It is composed of five vignettes, shot in digital on the shore of the Caspian Sea: a piece of driftwood is tossed and broken by the waves; people stroll along a promenade; dogs linger by the water's edge; a procession of ducks waddles in and out of view; at night the moonlight is reflected in the shimmering water, to an accompanying cacophony of toads and crickets. The mood is different each time - from the quirkiness of the chilled-out dogs, the hilarity of the ducks, to the contemplative calm of the final, 25-minute sequence. The latter, which gives the viewer space and time to essentially reflect away from the screen, highlights the problem with the work, because such latitude doesn't feel like the point of cinema at all. It's fine and dandy as an exercise, but I hope Kiarostami moves on quickly.

Only Human (15)

Having met the Parents and the Fokkers, one might not feel the need for another film on the age-old dilemma of introducing your man to the folks. Nevertheless, this slapstick, often bizarre Spanish take on the subject elicits its share of chuckles.
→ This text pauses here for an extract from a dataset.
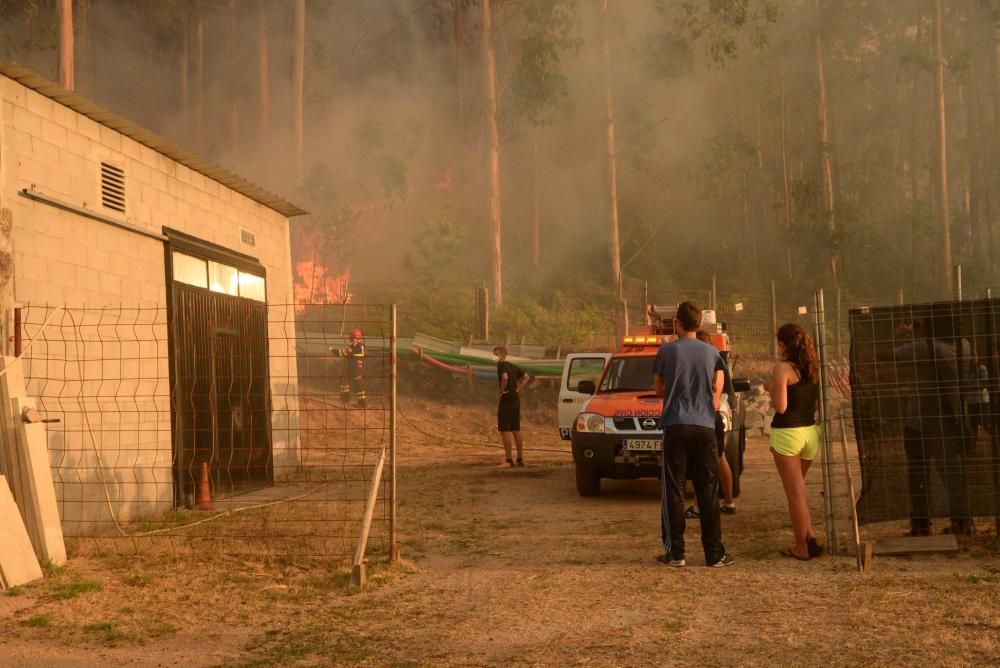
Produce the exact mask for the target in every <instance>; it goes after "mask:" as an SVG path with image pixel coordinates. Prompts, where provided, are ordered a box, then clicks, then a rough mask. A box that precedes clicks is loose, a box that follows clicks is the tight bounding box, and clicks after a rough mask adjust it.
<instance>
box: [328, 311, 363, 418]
mask: <svg viewBox="0 0 1000 668" xmlns="http://www.w3.org/2000/svg"><path fill="white" fill-rule="evenodd" d="M363 337H364V335H363V334H362V333H361V330H360V329H358V328H357V327H355V328H354V329H352V330H351V343H350V345H349V346H347V347H346V348H330V352H331V353H333V354H334V355H339V356H340V357H344V358H346V361H345V364H344V382H343V384H342V385H341V386H340V396H341V397H342V398H343V400H344V402H345V403H346V402H347V401H348V400H349V399H350V398H351V396H352V395H353V396H354V405H355V406H357V407H358V408H364V407H365V406H367V405H368V397H367V396H366V395H365V384H364V370H365V344H364V342H363V341H362V339H363Z"/></svg>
The hapless protagonist here is Palestinian Rafi (Guillermo Toledo), who flies to Madrid to meet the family of his Jewish fiancée, Leni (Marian Aguilera). The scene is set for torment, confusion and chaos, less because of the cultural divide, than because the Dalinskys are barkingly eccentric - including a loopy granddad with his loaded army rifle, a boy who has woken up wanting to be a rabbi and a belly-dancing sister who tries to seduce Leni's man. Nor does it help when Rafi drops some frozen soup out of the seventh-floor window on to the head of a passer-by - who may or may not be Leni's father...

Also out this week

The Take (NC) Documentary about Argentina's economic collapse.

What the #$*! Do We Know!? (12A) Over-hyped, poor documentary on quantum theory.

Paradise Grove (15) Very unfunny "Anglo-Jewish" comedy.